CloudFormation is the standard to provision AWS resources. But developing a template is a lot of work. Let’s speed up development and maintenance by working together on high-quality templates:
- Reviewed by experts
- Highly available
- Easy to deploy and update
- Built-in monitoring, logging, and visibility
- Automatically tested
As a maintainer of Free Templates for AWS CloudFormation, I recently reflected on the project. I came up with the following questions to see how things are going.
How to Keep Stacks Updated?
Many of our clients use our Free Templates for AWS CloudFormation. Sometimes they create a stack on their own; sometimes I help them to create the first stacks. But many of those stacks get never updated after creation. That’s a shame in three ways:
- There are security fixes
- There are bugs
- There are improvements to be made. I've thought about a way to make it super easy to create and update stacks. At the moment, I'm experimenting with pipelines (CodePipeline) for each template. But I have not yet found an easy way to:
- Define acceptance and production environments in a general way that works for all templates
- Distribute the changes either from a repo or directly from S3 (should we host the templates or should the user clone them?)
How to Assure That Templates Are Working?

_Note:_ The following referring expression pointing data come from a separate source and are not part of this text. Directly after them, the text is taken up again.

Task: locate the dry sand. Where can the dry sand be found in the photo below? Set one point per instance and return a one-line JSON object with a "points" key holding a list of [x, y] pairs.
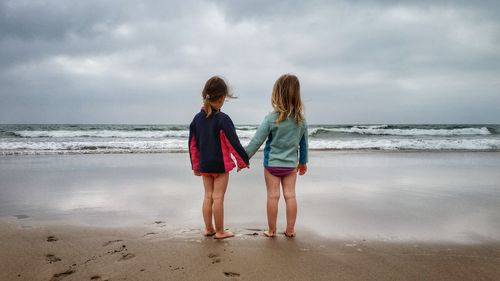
{"points": [[155, 252]]}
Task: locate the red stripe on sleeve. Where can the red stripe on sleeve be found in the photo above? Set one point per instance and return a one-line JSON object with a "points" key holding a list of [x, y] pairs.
{"points": [[227, 145], [195, 155]]}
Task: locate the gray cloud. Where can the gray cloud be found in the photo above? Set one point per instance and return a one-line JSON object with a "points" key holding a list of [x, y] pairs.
{"points": [[145, 62]]}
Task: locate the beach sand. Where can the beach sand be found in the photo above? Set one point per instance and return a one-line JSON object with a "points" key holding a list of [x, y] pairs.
{"points": [[86, 253], [362, 216]]}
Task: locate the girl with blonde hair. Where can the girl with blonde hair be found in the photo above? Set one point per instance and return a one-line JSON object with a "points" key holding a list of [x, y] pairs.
{"points": [[285, 153]]}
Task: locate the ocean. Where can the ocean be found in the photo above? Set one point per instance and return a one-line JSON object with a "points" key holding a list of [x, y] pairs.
{"points": [[32, 139]]}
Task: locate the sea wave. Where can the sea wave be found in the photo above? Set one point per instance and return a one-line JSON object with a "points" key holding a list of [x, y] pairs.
{"points": [[385, 130], [180, 145], [175, 133]]}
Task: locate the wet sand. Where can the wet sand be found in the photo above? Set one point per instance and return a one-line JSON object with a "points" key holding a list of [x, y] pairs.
{"points": [[155, 253], [362, 216]]}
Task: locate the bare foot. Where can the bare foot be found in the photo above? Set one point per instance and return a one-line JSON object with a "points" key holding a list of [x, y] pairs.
{"points": [[209, 232], [270, 233], [225, 234]]}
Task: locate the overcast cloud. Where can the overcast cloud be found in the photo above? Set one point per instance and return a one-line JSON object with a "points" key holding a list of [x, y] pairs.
{"points": [[146, 61]]}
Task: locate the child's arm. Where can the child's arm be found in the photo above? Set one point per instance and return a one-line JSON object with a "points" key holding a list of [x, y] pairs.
{"points": [[259, 138], [233, 142], [303, 151], [194, 155]]}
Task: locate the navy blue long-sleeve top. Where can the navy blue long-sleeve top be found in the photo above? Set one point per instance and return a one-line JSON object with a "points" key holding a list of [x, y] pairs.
{"points": [[212, 140]]}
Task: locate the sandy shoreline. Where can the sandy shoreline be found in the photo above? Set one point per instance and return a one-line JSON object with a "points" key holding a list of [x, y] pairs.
{"points": [[362, 216], [154, 253]]}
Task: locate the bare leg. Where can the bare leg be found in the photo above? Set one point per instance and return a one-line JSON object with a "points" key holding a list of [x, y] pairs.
{"points": [[288, 183], [220, 186], [273, 196], [208, 183]]}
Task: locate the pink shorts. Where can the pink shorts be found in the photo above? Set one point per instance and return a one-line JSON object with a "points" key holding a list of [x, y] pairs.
{"points": [[280, 171], [213, 175]]}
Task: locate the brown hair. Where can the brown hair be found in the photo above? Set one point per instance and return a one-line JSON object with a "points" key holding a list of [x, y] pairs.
{"points": [[286, 99], [215, 88]]}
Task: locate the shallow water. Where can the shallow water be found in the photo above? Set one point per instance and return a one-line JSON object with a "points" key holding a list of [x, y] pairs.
{"points": [[431, 196]]}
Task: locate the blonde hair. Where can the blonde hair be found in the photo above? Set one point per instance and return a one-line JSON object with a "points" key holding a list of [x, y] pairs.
{"points": [[286, 99], [215, 88]]}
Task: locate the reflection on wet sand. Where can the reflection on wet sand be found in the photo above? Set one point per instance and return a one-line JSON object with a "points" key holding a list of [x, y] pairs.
{"points": [[446, 196]]}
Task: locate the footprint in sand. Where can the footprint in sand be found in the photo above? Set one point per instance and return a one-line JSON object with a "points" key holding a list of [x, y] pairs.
{"points": [[21, 217], [231, 274], [111, 242], [127, 256], [52, 239], [52, 258], [215, 258], [61, 275]]}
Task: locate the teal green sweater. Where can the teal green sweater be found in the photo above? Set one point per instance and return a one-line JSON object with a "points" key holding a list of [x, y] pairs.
{"points": [[286, 144]]}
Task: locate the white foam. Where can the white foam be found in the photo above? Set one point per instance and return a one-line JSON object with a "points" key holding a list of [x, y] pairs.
{"points": [[180, 145], [101, 134], [407, 144], [382, 130]]}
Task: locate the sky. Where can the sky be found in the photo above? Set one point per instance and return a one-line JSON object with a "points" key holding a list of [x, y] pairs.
{"points": [[146, 62]]}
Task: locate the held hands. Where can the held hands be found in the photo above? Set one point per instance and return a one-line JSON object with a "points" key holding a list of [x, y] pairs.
{"points": [[241, 168], [302, 169]]}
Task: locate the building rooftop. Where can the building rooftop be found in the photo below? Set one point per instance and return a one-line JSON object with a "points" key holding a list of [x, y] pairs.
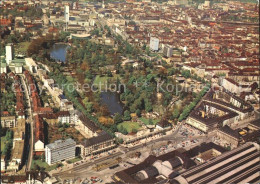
{"points": [[102, 137], [238, 165], [61, 143]]}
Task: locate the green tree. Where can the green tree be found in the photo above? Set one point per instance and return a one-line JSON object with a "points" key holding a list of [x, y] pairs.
{"points": [[127, 115], [175, 113], [118, 118]]}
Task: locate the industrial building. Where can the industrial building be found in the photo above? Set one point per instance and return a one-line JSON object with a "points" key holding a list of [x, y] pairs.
{"points": [[60, 150]]}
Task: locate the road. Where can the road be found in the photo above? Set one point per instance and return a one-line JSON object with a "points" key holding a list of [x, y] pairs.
{"points": [[30, 120], [80, 168]]}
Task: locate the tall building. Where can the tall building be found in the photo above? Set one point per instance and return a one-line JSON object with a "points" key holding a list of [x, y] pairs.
{"points": [[9, 53], [67, 15], [60, 150], [154, 43], [167, 51]]}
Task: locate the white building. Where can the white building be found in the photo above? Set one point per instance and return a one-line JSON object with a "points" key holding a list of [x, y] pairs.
{"points": [[3, 163], [154, 43], [168, 51], [3, 68], [66, 13], [8, 121], [60, 150], [9, 53], [39, 146]]}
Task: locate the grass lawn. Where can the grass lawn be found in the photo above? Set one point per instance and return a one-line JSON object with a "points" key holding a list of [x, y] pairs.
{"points": [[2, 143], [44, 164], [22, 47], [129, 126], [74, 160], [146, 121]]}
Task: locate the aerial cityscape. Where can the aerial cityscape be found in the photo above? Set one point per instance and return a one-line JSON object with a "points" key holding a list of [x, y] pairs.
{"points": [[129, 91]]}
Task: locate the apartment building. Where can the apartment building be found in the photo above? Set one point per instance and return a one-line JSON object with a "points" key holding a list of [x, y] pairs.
{"points": [[60, 150]]}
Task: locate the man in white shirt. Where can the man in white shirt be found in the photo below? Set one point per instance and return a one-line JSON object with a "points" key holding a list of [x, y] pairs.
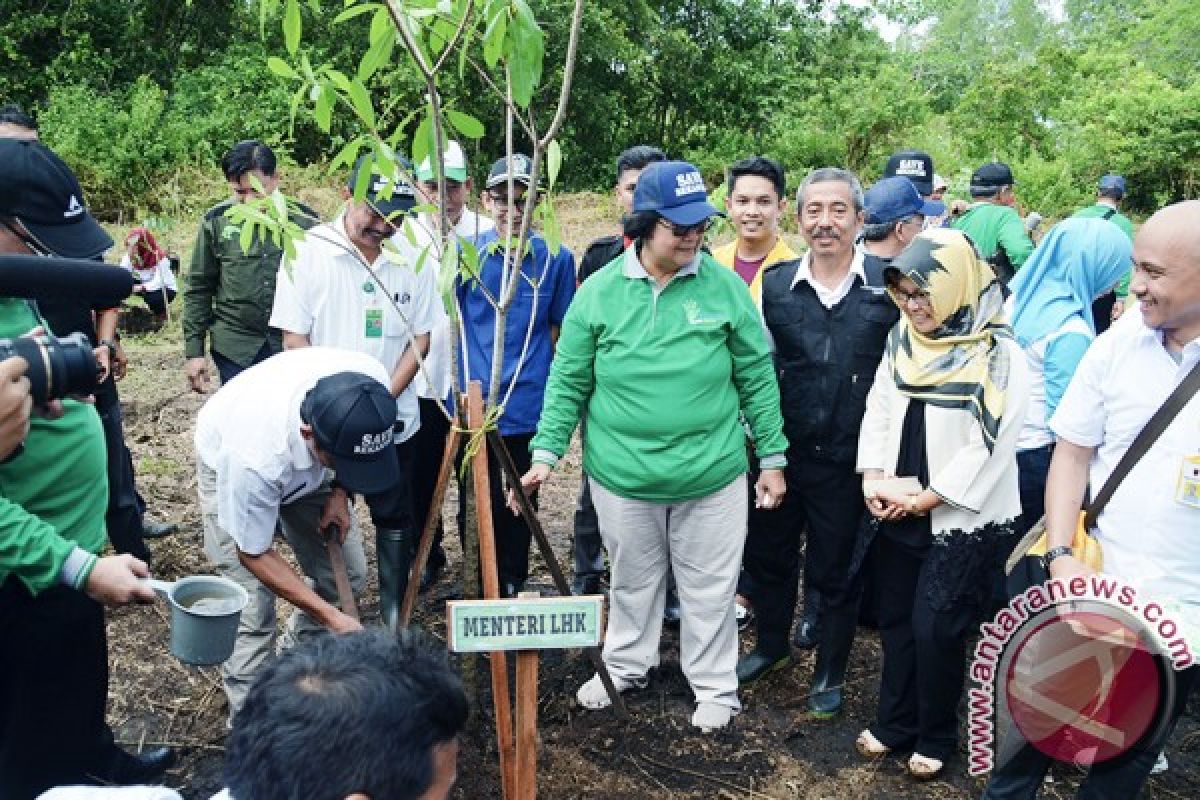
{"points": [[433, 384], [264, 446], [352, 286], [1149, 529]]}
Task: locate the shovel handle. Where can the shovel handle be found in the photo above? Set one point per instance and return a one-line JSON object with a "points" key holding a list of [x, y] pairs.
{"points": [[341, 578]]}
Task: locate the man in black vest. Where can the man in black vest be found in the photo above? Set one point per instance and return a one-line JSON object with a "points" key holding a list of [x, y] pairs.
{"points": [[828, 317]]}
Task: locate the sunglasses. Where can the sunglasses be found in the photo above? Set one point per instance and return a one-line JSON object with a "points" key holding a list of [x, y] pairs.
{"points": [[683, 230]]}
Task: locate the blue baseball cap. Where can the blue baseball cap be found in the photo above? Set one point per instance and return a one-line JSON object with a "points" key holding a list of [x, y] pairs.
{"points": [[895, 198], [675, 190], [352, 417], [1113, 184]]}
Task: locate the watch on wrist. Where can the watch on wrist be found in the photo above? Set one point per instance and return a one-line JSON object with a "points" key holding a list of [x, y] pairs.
{"points": [[1055, 552]]}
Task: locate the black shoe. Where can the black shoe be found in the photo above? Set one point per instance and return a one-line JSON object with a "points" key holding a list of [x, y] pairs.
{"points": [[130, 769], [757, 665], [586, 584], [157, 529]]}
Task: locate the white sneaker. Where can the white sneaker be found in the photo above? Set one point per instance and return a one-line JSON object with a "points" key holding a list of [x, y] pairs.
{"points": [[593, 696], [711, 716]]}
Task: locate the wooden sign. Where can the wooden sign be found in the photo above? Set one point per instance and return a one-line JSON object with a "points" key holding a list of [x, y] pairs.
{"points": [[525, 624]]}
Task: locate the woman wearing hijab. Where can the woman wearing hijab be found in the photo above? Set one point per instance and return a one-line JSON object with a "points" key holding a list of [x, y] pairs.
{"points": [[1077, 262], [661, 350], [153, 278], [945, 410]]}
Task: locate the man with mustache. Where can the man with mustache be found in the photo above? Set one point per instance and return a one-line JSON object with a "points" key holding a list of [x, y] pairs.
{"points": [[827, 317], [352, 286]]}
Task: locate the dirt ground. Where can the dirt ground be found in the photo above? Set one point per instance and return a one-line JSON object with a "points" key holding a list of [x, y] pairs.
{"points": [[773, 751]]}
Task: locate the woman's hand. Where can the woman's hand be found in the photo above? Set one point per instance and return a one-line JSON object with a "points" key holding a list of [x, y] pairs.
{"points": [[769, 489], [531, 482]]}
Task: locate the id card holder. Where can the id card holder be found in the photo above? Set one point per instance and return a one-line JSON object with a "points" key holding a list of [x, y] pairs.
{"points": [[372, 323], [1187, 488]]}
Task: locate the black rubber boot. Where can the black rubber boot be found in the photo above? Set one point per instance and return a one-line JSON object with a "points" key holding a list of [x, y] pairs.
{"points": [[808, 629], [838, 626], [395, 551]]}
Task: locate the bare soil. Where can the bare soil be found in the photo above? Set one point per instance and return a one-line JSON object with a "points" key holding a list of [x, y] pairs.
{"points": [[774, 750]]}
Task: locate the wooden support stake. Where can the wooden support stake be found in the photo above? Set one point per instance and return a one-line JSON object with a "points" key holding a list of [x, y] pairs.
{"points": [[430, 525], [487, 569], [527, 725], [556, 571]]}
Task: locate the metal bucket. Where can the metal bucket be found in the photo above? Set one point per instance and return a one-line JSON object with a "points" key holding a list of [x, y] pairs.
{"points": [[204, 614]]}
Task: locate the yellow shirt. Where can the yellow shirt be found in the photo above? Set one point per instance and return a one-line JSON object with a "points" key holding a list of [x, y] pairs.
{"points": [[780, 252]]}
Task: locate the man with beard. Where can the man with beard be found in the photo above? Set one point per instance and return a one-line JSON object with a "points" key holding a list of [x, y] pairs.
{"points": [[828, 317]]}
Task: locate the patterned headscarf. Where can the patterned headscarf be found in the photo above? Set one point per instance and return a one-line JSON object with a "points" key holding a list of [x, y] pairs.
{"points": [[147, 252], [961, 364]]}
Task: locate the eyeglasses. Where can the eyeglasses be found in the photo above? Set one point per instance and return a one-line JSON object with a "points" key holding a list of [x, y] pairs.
{"points": [[919, 296], [683, 230]]}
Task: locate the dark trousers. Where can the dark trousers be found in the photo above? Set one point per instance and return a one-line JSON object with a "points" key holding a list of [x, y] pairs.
{"points": [[393, 510], [53, 689], [429, 445], [513, 534], [827, 500], [1032, 468], [924, 655], [1120, 779], [123, 519], [228, 368]]}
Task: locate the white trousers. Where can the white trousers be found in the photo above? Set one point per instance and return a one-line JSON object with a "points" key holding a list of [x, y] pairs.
{"points": [[257, 630], [701, 541]]}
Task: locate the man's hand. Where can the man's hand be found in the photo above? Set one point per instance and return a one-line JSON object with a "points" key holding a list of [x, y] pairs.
{"points": [[342, 623], [769, 489], [197, 371], [15, 404], [103, 362], [117, 581], [120, 362], [531, 482], [336, 512]]}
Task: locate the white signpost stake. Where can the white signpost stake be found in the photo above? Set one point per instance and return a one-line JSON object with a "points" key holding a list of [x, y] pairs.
{"points": [[526, 624]]}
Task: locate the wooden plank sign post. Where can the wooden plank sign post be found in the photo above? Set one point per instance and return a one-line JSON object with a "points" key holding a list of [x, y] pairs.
{"points": [[526, 624]]}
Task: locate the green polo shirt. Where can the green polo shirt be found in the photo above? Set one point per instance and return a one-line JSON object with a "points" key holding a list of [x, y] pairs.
{"points": [[661, 373], [227, 293], [53, 495]]}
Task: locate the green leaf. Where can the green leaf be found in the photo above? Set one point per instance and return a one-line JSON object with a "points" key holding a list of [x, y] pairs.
{"points": [[355, 11], [323, 109], [465, 124], [553, 162], [493, 37], [292, 25], [281, 67]]}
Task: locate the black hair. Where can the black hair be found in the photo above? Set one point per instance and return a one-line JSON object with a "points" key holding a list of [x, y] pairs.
{"points": [[12, 114], [639, 157], [640, 224], [247, 156], [346, 714], [767, 168]]}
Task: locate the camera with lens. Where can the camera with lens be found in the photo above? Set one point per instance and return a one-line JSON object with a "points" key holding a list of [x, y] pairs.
{"points": [[58, 367]]}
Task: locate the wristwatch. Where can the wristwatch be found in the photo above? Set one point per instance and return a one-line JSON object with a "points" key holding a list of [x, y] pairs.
{"points": [[1055, 552]]}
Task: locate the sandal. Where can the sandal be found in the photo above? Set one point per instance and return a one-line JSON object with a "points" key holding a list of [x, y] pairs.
{"points": [[868, 746], [923, 768]]}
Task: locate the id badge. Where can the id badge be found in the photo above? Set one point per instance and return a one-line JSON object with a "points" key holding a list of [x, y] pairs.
{"points": [[1187, 489], [372, 324]]}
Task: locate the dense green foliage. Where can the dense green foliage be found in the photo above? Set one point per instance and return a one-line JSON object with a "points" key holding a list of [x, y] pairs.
{"points": [[136, 92]]}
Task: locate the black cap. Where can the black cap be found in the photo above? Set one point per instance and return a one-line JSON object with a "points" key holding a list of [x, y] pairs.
{"points": [[41, 191], [991, 176], [916, 166], [352, 417], [393, 198], [519, 167]]}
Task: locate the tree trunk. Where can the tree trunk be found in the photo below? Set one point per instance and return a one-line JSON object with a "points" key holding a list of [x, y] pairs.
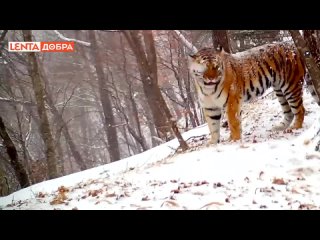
{"points": [[40, 99], [310, 36], [113, 146], [220, 39], [65, 130], [147, 65], [17, 166], [148, 74], [310, 62]]}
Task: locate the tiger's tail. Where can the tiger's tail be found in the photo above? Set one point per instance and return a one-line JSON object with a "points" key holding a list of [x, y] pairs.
{"points": [[311, 89]]}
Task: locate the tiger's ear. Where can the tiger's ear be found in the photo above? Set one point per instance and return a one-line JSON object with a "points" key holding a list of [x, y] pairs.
{"points": [[192, 56], [220, 50]]}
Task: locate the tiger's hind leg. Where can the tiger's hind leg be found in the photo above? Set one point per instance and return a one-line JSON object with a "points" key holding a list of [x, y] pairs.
{"points": [[234, 118], [294, 98], [286, 109], [311, 88]]}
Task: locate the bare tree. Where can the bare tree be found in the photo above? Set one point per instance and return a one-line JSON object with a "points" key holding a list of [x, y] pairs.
{"points": [[16, 164], [310, 62], [220, 38], [110, 125], [144, 49], [39, 93]]}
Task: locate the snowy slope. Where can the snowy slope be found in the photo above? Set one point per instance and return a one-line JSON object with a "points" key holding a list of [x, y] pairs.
{"points": [[266, 170]]}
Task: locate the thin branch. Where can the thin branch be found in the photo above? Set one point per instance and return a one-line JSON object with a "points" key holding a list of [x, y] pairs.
{"points": [[15, 101], [87, 44], [3, 35], [188, 44]]}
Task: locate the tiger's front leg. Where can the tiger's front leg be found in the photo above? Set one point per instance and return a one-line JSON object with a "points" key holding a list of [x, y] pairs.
{"points": [[234, 119], [213, 116]]}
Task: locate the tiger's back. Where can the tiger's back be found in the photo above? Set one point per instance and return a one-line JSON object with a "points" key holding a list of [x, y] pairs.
{"points": [[227, 80]]}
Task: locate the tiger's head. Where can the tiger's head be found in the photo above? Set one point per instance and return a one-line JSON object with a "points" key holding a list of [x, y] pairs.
{"points": [[206, 66]]}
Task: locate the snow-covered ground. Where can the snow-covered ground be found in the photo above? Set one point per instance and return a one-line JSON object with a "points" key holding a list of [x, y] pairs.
{"points": [[266, 170]]}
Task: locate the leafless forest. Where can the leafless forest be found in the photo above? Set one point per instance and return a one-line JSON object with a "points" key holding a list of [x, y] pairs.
{"points": [[118, 94]]}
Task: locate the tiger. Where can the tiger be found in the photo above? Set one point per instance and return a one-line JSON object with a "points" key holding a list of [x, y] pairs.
{"points": [[225, 81]]}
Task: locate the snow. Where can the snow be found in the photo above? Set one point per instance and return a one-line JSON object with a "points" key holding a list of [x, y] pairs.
{"points": [[266, 170]]}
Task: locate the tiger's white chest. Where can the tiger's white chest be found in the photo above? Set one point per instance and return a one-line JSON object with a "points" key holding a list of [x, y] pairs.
{"points": [[216, 99]]}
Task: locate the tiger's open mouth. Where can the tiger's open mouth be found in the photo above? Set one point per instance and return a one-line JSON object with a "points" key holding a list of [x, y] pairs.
{"points": [[211, 82]]}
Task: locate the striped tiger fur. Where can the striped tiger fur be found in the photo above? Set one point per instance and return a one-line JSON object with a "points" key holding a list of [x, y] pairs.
{"points": [[225, 81]]}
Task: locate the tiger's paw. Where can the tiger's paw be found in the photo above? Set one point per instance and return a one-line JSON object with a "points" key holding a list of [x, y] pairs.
{"points": [[213, 141], [279, 127]]}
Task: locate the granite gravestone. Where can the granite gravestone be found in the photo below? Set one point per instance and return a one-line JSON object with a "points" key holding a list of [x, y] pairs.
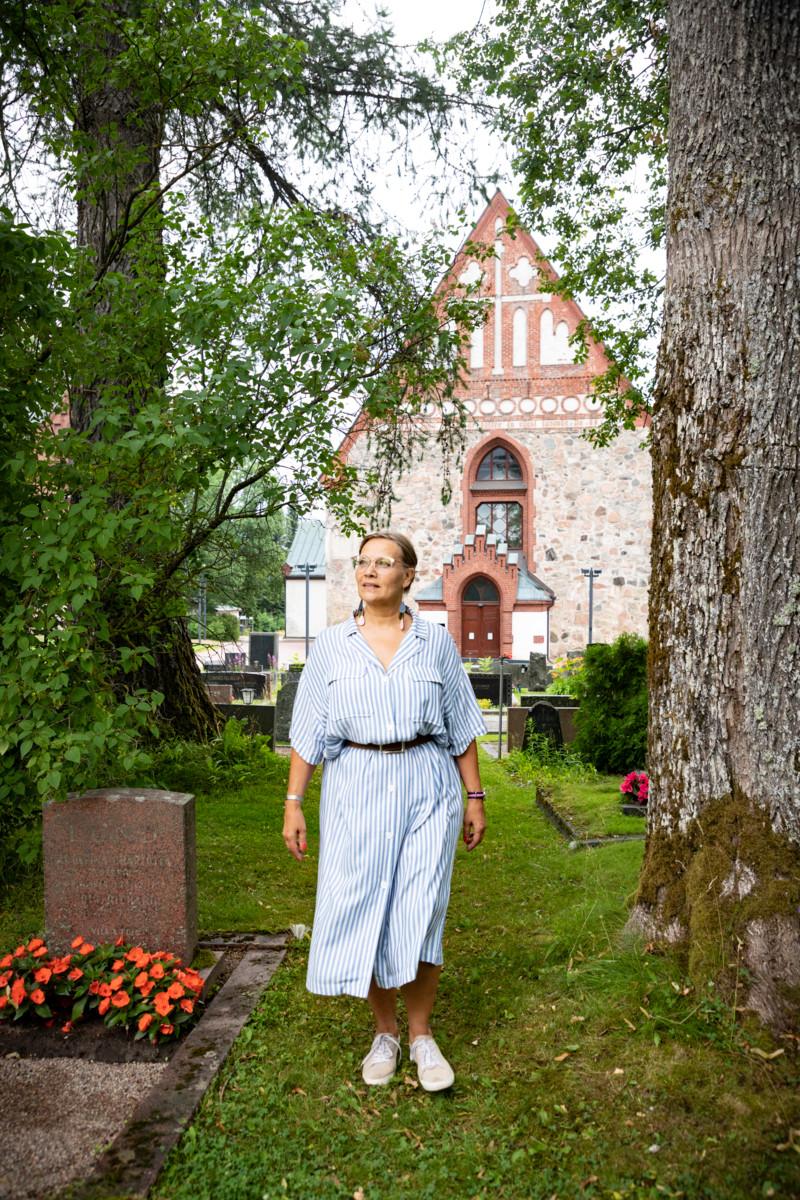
{"points": [[284, 705], [121, 862], [537, 673], [543, 719]]}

In February 2017, I added a test suite to the project. Before that, we maintained the tests in a private repository. But now the tests are also open source. What do we test? E.g.:
So each time the master branch changes, we run the entire test suite and create many CloudFormation stacks, which take hours to complete and costs us hundreds of US dollars each month. But this has paid off. We can make changes to the templates and can be sure that everything is still working.
We are always trying to improve the tests and reduce the time it takes to run them. At the moment, we cannot start the tests automatically on new pull requests, and we are a bit concerned because of potential abuse (each PR creates AWS charges on our end). The test suite is written in Java, and large parts are developed only for this project. I’m thinking about launching a project to make it easy to test CloudFormatiom templates, both by looking at the template but also by looking at the stack. Let me know if this is interesting to you!
What Is a Production-Ready Template?
I make mistakes. That’s why I always request a review by another expert. The posts on this blog, each template, all pages of AWS in Action were reviewed by my brother Andreas. He always catches something that I have missed. He adds a new perspective to the problem. He questions the whole approach and asks me to solve it differently. You can imagine that this drives my crazy from time to time. But in the end, the result is always better than before. Even if you don’t have a brother or sister with similar interests, you can still use Pull Request to ask a stranger for a review. Maybe you'll become friends one day! Pull Requests work pretty well.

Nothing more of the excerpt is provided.